Appellant is van oordeel dat de norm is dat alleen aanleiding voor het geven van schadevergoeding bestaat indien de schade het gevolg is van onrechtmatig handelen van het bestuursorgaan. Daarvan is zijns inziens geen sprake. De enkele aanwezigheid van de pallets heeft geen onveilige situatie in het leven geroepen. Het ontbreken van de onrechtmatigheid en het ontbreken van een risico-aansprakelijkheid houdt naar het oordeel van appellant in dat geen grond bestaat voor een aanspraak op schadevergoeding.
4. Namens gedaagde is gesteld dat appellant ten onrechte niet heeft gezord voor een veilige werkplek en daarom zijn taak als werkgever heeft verzuimd en derhalve in gebreke is gebleven. Gedaagdes raadsman heeft verwezen naar de uitspraak van de Raad van 22 juni 2000, AB 2000, 373 en TAR 2000, 112.
5. De Raad overweegt als volgt.
5.1. Het in geding zijnde besluit van 30 juli 1998 betreft de handhaving van een zogenoemd zelfstandig schadebesluit dat betrekking heeft op schade die gedaagde stelt geleden te hebben en te lijden als gevolg van het hem in zijn ambtelijke dienstbetrekking op 17 juli 1997 overkomen ongeval, zoals weergegeven onder 1.1.1. tot en met 1.1.4.

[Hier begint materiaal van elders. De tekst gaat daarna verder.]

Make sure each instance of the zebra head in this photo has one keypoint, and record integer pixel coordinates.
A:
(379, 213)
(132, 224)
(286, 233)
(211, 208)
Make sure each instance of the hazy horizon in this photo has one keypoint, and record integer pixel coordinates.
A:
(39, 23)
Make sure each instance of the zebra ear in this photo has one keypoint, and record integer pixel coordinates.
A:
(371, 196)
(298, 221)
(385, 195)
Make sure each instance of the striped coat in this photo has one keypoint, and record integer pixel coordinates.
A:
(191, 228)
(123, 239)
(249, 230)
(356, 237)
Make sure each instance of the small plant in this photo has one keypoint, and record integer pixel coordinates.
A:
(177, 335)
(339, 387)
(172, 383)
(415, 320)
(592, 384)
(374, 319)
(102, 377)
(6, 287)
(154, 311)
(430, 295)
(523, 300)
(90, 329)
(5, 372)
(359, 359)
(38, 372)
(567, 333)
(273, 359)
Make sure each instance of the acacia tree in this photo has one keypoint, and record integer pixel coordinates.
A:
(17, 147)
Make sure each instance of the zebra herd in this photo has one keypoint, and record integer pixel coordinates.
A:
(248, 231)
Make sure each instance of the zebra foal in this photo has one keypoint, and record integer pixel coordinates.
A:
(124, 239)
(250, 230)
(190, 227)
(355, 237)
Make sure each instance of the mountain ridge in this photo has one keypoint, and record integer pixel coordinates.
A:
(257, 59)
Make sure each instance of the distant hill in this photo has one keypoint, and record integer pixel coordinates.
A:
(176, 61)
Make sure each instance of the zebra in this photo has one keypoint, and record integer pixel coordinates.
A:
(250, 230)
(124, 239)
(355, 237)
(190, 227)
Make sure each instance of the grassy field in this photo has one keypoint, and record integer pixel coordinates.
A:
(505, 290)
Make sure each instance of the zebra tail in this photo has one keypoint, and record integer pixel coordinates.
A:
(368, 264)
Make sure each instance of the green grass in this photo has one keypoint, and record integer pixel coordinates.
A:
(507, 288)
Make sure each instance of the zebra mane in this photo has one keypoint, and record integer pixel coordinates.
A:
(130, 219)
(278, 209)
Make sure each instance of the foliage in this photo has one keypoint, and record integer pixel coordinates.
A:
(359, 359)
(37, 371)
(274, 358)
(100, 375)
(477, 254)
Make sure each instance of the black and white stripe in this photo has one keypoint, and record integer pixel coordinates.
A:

5.2. De bij toetsing van een dergelijk besluit te hanteren norm heeft de Raad laatstelijk ge(her)formuleerd in zijn door gedaagdes raadsman genoemde uitspraak van 22 juni 2000. Deze luidt:
Voorzover zulks niet reeds voortvloeit uit de op de ambtenaar van toepassing zijnde rechtspositionele voorschriften heeft de ambtenaar recht op vergoeding van de schade die hij lijdt in de uitoefening van zijn werkzaamheden, tenzij het betrokken bestuursorgaan aantoont dat het zijn verplichtingen is nagekomen de werkzaamheden van de ambtenaar op zodanige wijze in te richten, alsmede voor het verrichten van die werkzaamheden zodanige maatregelen te treffen en aanwijzingen te verstrekken als redelijkerwijs nodig is om te voorkomen dat de ambtenaar in de uitoefening van zijn werkzaamheden schade lijdt, of aantoont dat de schade in belangrijke mate het gevolg is van opzet of bewuste roekeloosheid van de ambtenaar.
5.3. Nu sprake is van, door gedaagde gestelde, schade die hij lijdt in de uitoefening van zijn werkzaamheden en appellant niet van oordeel is dat die schade in belangrijke mate het gevolg is van opzet of bewuste roekeloosheid van gedaagde, moet de Raad de vraag beantwoorden of appellant heeft aangetoond dat hij zijn verplichtingen is nagekomen de werkzaamheden van gedaagde op zodanige wijze in te richten alsmede voor het verrichten van die werkzaamheden zodanige maatregelen te treffen en aanwijzingen te verstrekken als redelijkerwijs nodig is om te voorkomen dat gedaagde in de uitoefening van zijn werkzaamheden schade lijdt.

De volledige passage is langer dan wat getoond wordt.